After being treated to breakfast (thanks, Parker), headed out of town past Wittenberg University, then onto Hwy. 40, which I was told was relatively bike-friendly. With almost no cars on a Sunday, it made for a nice ride to Columbus, until I hit another construction zone.
U.S. Route 40, which used to be called the National Road, was the first federally planned and funded interstate highway in America, linking the older eastern communities with the emerging frontier settlements of the Northwest Territory. In the early 1900s, it was known as the “Main Street of America,” making it a fitting route for my ride.
Pedaling into Columbus, saw lots of activity at the Veterans Memorial where it turns out they were having an annual WWII veterans tribute. So stopped in to share the trike with some of the “greatest generation.” Before leaving, noticed the luggage rack in the back was off kilter. Upon closer inspection, discovered all the weight I’d been lugging had finally taken its toll. The screws securing the rack to the body of the trike had shaken loose and one of the posts was now rubbing against the rear tire. Just hoping the threads inside aren’t stripped. Made it 53 miles today, but won’t be riding much further until I get this fixed.
My friend, Harvey Wasserman, credited with coining the phrase “no nukes,” had been laying the groundwork for me in Columbus and hooked me up with his friends, Bob Fitrakis and Suzanne Patzer, who offered me a room in their beautiful, historic home. Hung out at a local sports bar till they got home, then rolled over to their house and settled in for the night.
Started the morning in my motel room editing more videos and updating the blog, then back on the road. Beautiful weather again (something I’ve been blessed with this whole trip), and more hawk encounters. Late in the day, hit a really bad stretch of road, where the shoulder was extremely narrow and a rumble strip hemmed me in with nowhere to maneuver. Fortunately, it didn’t last too long.
Finally rolled into Warrensburg around dinnertime and pulled into a sandwich shop to grab a quick bite to eat before pushing the final 11 miles to the state park campground. As I prepared to pay, a man walked up to me saying he saw me on the highway earlier in the day and he was buying my meal. Thanks, Shane Collins! Then another person walked into the shop and asked if I was the owner of the yellow trike. She said she saw me on the highway earlier and was fascinated with it, and wished I could have seen the looks on all the other drivers’ faces. There’s something really special about this rocket trike to generate this kind of reaction everywhere I go.

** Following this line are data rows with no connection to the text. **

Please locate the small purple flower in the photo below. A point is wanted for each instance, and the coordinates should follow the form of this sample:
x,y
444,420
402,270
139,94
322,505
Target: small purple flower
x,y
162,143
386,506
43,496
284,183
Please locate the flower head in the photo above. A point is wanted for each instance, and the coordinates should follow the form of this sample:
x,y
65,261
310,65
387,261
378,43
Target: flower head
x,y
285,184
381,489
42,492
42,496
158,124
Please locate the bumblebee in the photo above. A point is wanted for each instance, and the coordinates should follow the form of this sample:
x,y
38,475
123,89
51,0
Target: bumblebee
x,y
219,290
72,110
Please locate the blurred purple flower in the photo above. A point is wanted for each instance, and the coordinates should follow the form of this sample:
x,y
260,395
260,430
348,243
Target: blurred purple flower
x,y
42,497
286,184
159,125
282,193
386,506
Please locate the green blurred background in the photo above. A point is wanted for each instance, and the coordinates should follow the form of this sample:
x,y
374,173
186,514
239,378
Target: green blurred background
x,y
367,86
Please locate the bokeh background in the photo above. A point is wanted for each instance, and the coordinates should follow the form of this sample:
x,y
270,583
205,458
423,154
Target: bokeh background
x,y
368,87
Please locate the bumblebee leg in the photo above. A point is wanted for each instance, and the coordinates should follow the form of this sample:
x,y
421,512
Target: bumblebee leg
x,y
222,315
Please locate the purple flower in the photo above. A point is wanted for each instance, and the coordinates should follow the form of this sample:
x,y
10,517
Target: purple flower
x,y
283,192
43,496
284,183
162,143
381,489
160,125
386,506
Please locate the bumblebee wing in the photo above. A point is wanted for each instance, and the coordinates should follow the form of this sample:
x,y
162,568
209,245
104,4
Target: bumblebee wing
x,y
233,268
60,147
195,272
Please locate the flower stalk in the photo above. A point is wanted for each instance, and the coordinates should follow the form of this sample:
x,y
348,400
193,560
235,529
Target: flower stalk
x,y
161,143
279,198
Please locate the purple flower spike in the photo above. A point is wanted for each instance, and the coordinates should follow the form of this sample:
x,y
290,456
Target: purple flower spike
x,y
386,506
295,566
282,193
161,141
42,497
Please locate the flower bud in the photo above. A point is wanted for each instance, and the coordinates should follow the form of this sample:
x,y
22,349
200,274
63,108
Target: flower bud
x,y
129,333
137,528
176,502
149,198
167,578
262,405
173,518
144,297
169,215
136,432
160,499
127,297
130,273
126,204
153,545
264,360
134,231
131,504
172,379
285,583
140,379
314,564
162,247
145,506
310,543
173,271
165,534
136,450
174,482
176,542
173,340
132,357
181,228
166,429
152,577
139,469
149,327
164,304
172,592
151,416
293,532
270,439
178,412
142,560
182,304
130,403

Over dinner, I told Shane and his girlfriend, Kim, that I was hoping to visit the local air force base the next town over, and they asked if I wanted to visit the Missouri Veterans Home. I didn’t know one was here, so they put in a call to the director to see if they could set something up, but he wasn’t available. So I figured I’d just push on while there was still light to ride. Got back on Hwy. 50, and at the next exit saw a sign for the veterans home, felt a strong pull, and made a spontaneous decision to visit anyway, figuring the rocket trike might brighten a few veterans’ nights. I’d figure out where to sleep later. More synchronicity: right after deciding to make for the Veterans Home, my phone rang. It was one of my best friends, Rick Feller (who served his country in the National Guard).
So I rolled up to the front door, walked in, and asked if I could bring the trike inside. One of the employees commenced to get on the intercom to announce a “rocket trike is in the lobby, with a guy who’s supporting veterans and pedaling across the country.” What happened next is hard to put in words, but was profoundly moving. Veterans from several different wars started rolling into the lobby in their wheelchairs. I answered a bunch of questions about the trike (which everyone seemed to really enjoy), then had some very special one-on-one conversations with Americans who know the true meaning of sacrifice, thanking each of them for their service to our nation. It’s time for our generation to toughen up. 92-year old Frank Spicer, a World War II veteran, tried to adopt me on the spot, so I could stay overnight in the home’s guest room, but the people in charge weren’t buying it. Before leaving, I had the honor of interviewing Frank, a real American hero. First, he shared his D-Day experiences, then his thoughts on the need for green jobs for veterans.
I finally said goodbye, then rode a couple of miles in the dark (not recommended) to a seedy, run down hotel. Had a very strange conversation with the guy at the front desk that I thought might never end, but finally managed to get the room key. Then had to figure out how to fit my trike into a room already crowded with two beds. Thanks to the guy on the cell phone who moved his truck, and to Logan for pitching in without a word to lift the front of the trike over one of the beds. I’m not even halfway through the trip, and have already depleted most of my hotel fund, so hoping I make more campsites from here on in.